Brincou com a navalha, retardando a revelação de detalhes a respeito do pivô da trama:
— Ele era transformista num mafuá na Rua das Marrecas. Fazia um sucesso estrondoso o danado. Travestido, renascia como Adalgisa, uma mulata de fechar o comércio!
Expressou as últimas palavras com indisfarçável orgulho.
— Funcionários graúdos do governo, fazendeiros, empresários, garis e barnabés faziam fila para vê-la dançar. Compravam com presentes a deferência que eu desfrutava de graça. Sinceramente, não sei o quê ela viu em mim ...
Mudou de tom, denotando tristeza:
— Infelizmente não há bem que sempre dure. A fama lhe subiu a cabeça. Tornou-se indiferente. Brigava por qualquer besteira. Provavelmente procurava um pretexto para me dispensar.
Calou-se por instantes. Com o cabo da navalha, desenhava formas indefinidas no ar. Estacou, fitou o vazio e retomou a narrativa:
— Veio me ver. Sabia onde me achar e esperou estar sozinho. Chegou de mansinho, falando manhoso, acariciando meu peito. Queria dinheiro para visitar os pais em Caxias e eu não tinha sequer um tostão no bolso.
Olhou para o teto, fungando. Esta parte foi a mais difícil:
— Abracei ele e expliquei que estava liso que nem quiabo. Era terça. O pagamento sairia só na sexta-feira.
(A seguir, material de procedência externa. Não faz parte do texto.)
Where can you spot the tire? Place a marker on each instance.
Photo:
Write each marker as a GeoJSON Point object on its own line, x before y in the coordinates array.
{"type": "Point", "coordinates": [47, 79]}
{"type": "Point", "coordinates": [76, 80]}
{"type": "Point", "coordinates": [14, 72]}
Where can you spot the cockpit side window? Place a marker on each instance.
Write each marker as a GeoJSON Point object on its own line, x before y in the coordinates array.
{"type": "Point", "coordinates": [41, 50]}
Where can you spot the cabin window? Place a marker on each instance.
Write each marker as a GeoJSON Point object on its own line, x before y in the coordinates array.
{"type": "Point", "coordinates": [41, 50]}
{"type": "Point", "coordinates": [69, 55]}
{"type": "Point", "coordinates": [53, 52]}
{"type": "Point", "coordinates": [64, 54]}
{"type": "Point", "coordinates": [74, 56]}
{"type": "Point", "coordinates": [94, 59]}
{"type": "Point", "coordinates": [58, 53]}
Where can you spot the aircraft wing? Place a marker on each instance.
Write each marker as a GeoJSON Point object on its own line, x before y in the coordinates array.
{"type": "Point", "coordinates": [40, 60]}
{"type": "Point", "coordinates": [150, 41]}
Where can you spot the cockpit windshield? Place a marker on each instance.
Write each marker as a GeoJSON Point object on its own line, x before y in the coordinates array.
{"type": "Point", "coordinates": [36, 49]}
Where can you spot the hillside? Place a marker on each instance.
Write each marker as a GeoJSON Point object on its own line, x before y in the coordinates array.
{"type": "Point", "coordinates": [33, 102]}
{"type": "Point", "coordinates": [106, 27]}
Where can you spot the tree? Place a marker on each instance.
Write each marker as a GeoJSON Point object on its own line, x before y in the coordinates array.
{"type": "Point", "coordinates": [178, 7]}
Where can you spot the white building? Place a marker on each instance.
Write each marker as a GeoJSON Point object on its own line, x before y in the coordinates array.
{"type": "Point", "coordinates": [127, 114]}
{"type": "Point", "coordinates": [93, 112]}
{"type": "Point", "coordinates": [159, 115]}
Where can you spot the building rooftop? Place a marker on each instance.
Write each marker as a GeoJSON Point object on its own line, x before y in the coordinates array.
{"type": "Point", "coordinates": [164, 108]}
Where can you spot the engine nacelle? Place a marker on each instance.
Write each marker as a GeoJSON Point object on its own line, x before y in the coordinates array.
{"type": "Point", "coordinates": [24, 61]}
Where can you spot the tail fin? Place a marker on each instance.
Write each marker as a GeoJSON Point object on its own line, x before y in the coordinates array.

Do nada ficou irritado, me empurrou e chamou de bicha pobre. Tentei argumentar; Agenor não escutava. Xingava de imprestável pra baixo...
Bateu com o punho fechado na mesa. A emoção aflorara completamente.
— Sabe o que ele falou? Falou que me gabava Navalha, mas não passava de gilete!
O resto é fácil de imaginar. Ofendido em sua honra, magoado e aturdido, Navalha enlouqueceu e o matou com um golpe certeiro. Enterrou-o no porão e pavimentou a cova com ladrilhos, concluindo o serviço antes do prazo acordado. Satisfeito com o desempenho do capataz, o empreiteiro convenceu o contratante a pagar-lhe uma gratificação, gerando o lançamento delator encontrado no livro contábil.
Agenor era anônimo. Ninguém percebeu seu desaparecimento. O de Adalgisa levantou todo tipo de especulações. Diversas versões explicavam sua evasão do cenário artístico: fugira com um rico armador estrangeiro; casara e levava os dias como dona de casa; ou, a mais notória, perseguida pela cruzada moralizadora do recém nomeado Chefe de Polícia refugiara-se na Baixada Fluminense. O certo é que evanescera e o véu do esquecimento a cobriu inexoravelmente.
Ironicamente, Navalha tombou meses depois retalhado pela lâmina do desafeto de quem zombava, duvidando de sua masculinidade. A desavença ocorreu aos pés dos Arcos da Lapa e mereceu breve apontamento num jornaleco sensacionalista.
Transmutado em fantasma, apegou-se ao Verdinho atraído pela culpa, remorso ou incapacidade de lidar com os sentimentos contraditórios que alimentara durante sua existência. Ao iniciarem as obras manifestou-se. Assombrava o lugar temendo a descoberta da mácula de seu passado. Atormentava a equipe do bar na esperança de espantá-los e manter oculto o desfecho de sua monstruosidade.
Assistimos calados ao deslocamento do cortejo de peritos transladando os despojos de Agenor ao rabecão. O trabalho de levantamento da cena do crime varou a madrugada. Permaneci ao lado de Navalha até o fim. Ao raiar do dia preparei-me para partir. Encabulado, ele engoliu derradeiros resquícios de arrogância e externou uma decepção guardada por décadas:
— Por que Agenor não me procurou esses anos todos?
— Possivelmente fez a passagem. Não há como saber - menti.
Esperava que a revelação do assassinato de Agenor, ou a exumação de seu corpo, encerrasse o motivo da permanência de Navalha no plano material. Ledo engano. Enquanto a Confraria das Quartas manteve o compromisso de reunir-se pude acompanhá-lo vagando solitário e desapercebido pelo salão. Parou de perturbar o Verdinho. O tempo passou, a pandemia nos isolou, o bar encerrou as atividades e a Confraria se desfez. Quando conto esta história penso em Navalha ainda ali, velando eternamente o recanto onde enterrara o amor de sua vida.